5.17 Der Gegenstand des Anspruchs 1 des Hilfsantrages 2 ist daher als erfinderisch zu werten gegenüber einer Kombination von D1 mit der D5 im Lichte des Fachwissens, wie z.B. in der D10 offenbart.
5.18 Die Beschwerdeführerin hat darüber hinaus nicht überzeugend dargelegt, weshalb eine Kombination dreier Druckschriften D1 mit D5 und D10 diesen Gegenstand nahelegt. Insbesondere wurde nicht überzeugend dargelegt, weshalb der Fachmann auf Grundlage von D1 kombiniert mit D5 zur weiteren Druckschrift D10 gelangen würde.
6. Rüge nach Regel 106 EPÜ
6.1 Die Beschwerdeführerin beanstandet in ihrer Rüge nach Regel 106 EPÜ einen schwerwiegenden Verfahrensmangel nach Artikel 112a (2) EPÜ. Der Verfahrensmangel sei durch die Zulassung des Hilfsantrags 2 in das Verfahren begründet. Die Beschwerdegegnerin argumentiert, dass sie keinen Verfahrensmangel erkennen kann, der unter einen der in Artikel 112a (2) a) bis e) EPÜ aufgelisteten Tatbestände fällt.

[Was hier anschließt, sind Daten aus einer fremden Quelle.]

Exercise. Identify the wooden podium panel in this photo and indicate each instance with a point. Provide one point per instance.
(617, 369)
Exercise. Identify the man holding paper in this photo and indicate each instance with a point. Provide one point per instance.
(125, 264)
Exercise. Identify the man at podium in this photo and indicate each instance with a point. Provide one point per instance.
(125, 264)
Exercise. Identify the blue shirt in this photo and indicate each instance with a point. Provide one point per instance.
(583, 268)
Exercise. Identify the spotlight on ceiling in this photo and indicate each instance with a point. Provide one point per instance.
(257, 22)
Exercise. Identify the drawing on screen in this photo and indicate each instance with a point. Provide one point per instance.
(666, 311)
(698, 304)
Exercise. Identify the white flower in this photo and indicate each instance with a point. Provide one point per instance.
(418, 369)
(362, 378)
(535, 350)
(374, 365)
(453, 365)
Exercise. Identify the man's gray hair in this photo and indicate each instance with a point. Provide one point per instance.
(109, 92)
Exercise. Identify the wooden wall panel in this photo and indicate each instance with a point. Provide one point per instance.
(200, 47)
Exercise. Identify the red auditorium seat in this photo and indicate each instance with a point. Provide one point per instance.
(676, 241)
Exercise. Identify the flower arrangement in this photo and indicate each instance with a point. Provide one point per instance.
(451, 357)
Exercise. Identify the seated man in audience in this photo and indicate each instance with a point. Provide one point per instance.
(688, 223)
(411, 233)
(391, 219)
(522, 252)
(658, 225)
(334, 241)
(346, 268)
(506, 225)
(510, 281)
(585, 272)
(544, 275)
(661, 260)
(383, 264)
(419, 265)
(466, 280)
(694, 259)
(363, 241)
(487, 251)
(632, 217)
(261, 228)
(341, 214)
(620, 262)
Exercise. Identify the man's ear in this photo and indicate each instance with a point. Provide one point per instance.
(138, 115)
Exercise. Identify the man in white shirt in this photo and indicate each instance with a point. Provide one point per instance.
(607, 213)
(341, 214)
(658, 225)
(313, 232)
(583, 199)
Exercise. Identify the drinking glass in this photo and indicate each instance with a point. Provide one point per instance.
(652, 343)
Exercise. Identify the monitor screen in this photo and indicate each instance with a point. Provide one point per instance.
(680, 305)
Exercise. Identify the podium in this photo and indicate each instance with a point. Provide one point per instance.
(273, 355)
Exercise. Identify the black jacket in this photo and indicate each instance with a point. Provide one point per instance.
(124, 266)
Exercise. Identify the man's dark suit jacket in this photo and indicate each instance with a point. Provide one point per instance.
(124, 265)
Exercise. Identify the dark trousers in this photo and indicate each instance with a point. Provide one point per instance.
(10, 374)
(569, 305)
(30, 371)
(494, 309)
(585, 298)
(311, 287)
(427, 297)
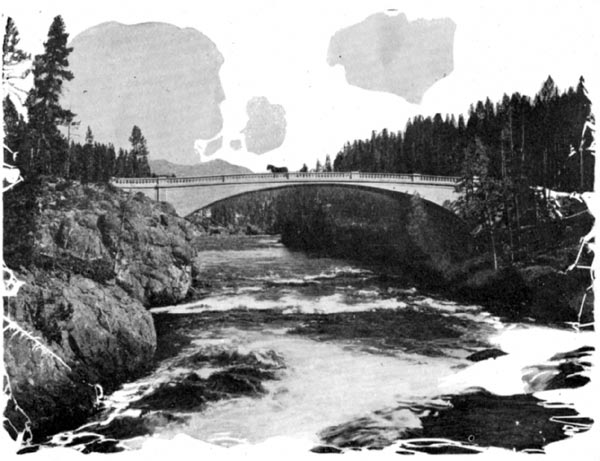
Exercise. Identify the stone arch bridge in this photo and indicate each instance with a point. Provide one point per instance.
(188, 195)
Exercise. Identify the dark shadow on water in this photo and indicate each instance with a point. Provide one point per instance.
(464, 424)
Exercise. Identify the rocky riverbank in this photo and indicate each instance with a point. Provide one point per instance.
(93, 258)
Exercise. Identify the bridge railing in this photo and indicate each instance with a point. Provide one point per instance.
(292, 176)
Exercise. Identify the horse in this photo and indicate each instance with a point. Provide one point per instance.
(277, 169)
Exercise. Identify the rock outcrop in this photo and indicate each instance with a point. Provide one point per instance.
(103, 234)
(92, 259)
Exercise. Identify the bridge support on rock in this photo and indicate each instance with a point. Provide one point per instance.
(191, 194)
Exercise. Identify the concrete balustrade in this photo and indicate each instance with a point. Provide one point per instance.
(190, 194)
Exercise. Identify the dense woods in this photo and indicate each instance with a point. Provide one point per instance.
(42, 145)
(509, 157)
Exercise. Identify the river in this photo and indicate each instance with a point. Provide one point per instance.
(343, 357)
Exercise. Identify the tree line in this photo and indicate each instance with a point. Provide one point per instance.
(529, 138)
(38, 145)
(509, 157)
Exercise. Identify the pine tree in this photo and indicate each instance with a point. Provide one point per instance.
(50, 70)
(328, 166)
(14, 134)
(14, 62)
(139, 152)
(14, 71)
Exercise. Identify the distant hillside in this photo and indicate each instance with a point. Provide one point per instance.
(213, 167)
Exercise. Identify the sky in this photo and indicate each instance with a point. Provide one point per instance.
(278, 50)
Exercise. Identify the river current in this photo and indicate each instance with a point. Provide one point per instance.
(343, 357)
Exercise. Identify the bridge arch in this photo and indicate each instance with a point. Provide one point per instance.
(359, 187)
(188, 195)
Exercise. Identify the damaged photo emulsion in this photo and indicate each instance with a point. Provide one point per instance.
(240, 230)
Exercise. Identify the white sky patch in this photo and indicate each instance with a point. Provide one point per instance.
(278, 50)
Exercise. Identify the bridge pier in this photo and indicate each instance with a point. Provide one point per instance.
(190, 194)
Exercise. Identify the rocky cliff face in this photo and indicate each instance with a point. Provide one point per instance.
(92, 258)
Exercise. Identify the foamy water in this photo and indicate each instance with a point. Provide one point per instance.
(330, 382)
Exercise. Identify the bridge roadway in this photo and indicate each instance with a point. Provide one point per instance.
(191, 194)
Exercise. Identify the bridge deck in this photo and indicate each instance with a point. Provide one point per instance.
(166, 182)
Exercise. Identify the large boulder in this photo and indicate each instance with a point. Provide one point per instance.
(67, 335)
(103, 233)
(92, 258)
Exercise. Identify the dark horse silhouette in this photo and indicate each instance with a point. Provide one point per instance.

6.2 Die Kammer kann der Argumentation der Beschwerde-führerin nicht folgen. Die Beschwerdeführerin führt in ihrer Rüge aus, warum ihrer Meinung nach der Hilfsantrag 2 nicht hätte in das Verfahren zugelassen werden dürfen. Diese Punkte wurden aber während der mündlichen Verhandlung diskutiert. Dass die Beschwerdeführerin die Schlussfolgerung der Kammer zu diesen Punkten nicht teilt, hat nichts mit einem angeblichen schwerwiegenden Verfahrensmangel zu tun, sondern damit, dass die Kammer nach Auffassung der Beschwerdeführerin bei der Frage der Zulassung des Hilfsantrags 2 eine fehlerhafte Beurteilung des Sachverhalts vorgenommen hat. Aber selbst wenn dies der Fall gewesen wäre, so stellt dies keinen Verfahrensmangel dar.
6.3 Die Rüge wird daher zurückgewiesen.
Entscheidungsformel
Aus diesen Gründen wird entschieden:
1. Die Rüge gemäß Regel 106 EPÜ wird zurückgewiesen.
2. Die angefochtene Entscheidung wird aufgehoben.
3. Die Angelegenheit wird an die Einspruchsabteilung mit der Anordnung zurückverwiesen, das Patent auf der Grundlage des Hilfsantrags 2, eingereicht mit Schreiben vom 26. November 2018, und einer noch anzupassenden Beschreibung aufrechtzuerhalten.